How to Use UMAP
===============
UMAP is a general purpose manifold learning and dimension reduction
algorithm. It is designed to be compatible with
`scikit-learn `__, making use
of the same API and able to be added to sklearn pipelines. If you are
already familiar with sklearn you should be able to use UMAP as a drop
in replacement for t-SNE and other dimension reduction classes. If you
are not so familiar with sklearn this tutorial will step you through the
basics of using UMAP to transform and visualise data.

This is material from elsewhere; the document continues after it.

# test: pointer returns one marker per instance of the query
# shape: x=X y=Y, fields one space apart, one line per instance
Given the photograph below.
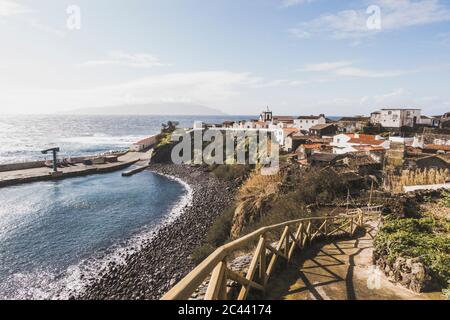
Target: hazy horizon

First we'll need to import a bunch of useful tools. We will need numpy
obviously, but we'll use some of the datasets available in sklearn, as
well as the ``train_test_split`` function to divide up data. Finally
we'll need some plotting tools (matplotlib and seaborn) to help us
visualise the results of UMAP, and pandas to make that a littl easier.
.. code:: python3
import numpy as np
from sklearn.datasets import load_iris, load_digits
from sklearn.model_selection import train_test_split
import matplotlib.pyplot as plt
import seaborn as sns
import pandas as pd
%matplotlib inline
.. code:: python3
sns.set(style='white', context='notebook', rc={'figure.figsize':(14,10)})
Iris data
---------
The next step is to get some data to work with. To ease us into things
we'll start with the `iris
dataset `__. It
isn't very representative of what real data would look like, but it is
small both in number of points and number of features, and will let us
get an idea of what the dimension reduction is doing. We can load the
iris dataset from sklearn.
.. code:: python3
iris = load_iris()
print(iris.DESCR)
.. parsed-literal::
Iris Plants Database
====================
Notes
-----
Data Set Characteristics:
:Number of Instances: 150 (50 in each of three classes)
:Number of Attributes: 4 numeric, predictive attributes and the class
:Attribute Information:
- sepal length in cm
- sepal width in cm
- petal length in cm
- petal width in cm
- class:
- Iris-Setosa
- Iris-Versicolour
- Iris-Virginica
:Summary Statistics:
============== ==== ==== ======= ===== ====================
Min Max Mean SD Class Correlation
============== ==== ==== ======= ===== ====================
sepal length: 4.3 7.9 5.84 0.83 0.7826
sepal width: 2.0 4.4 3.05 0.43 -0.4194
petal length: 1.0 6.9 3.76 1.76 0.9490 (high!)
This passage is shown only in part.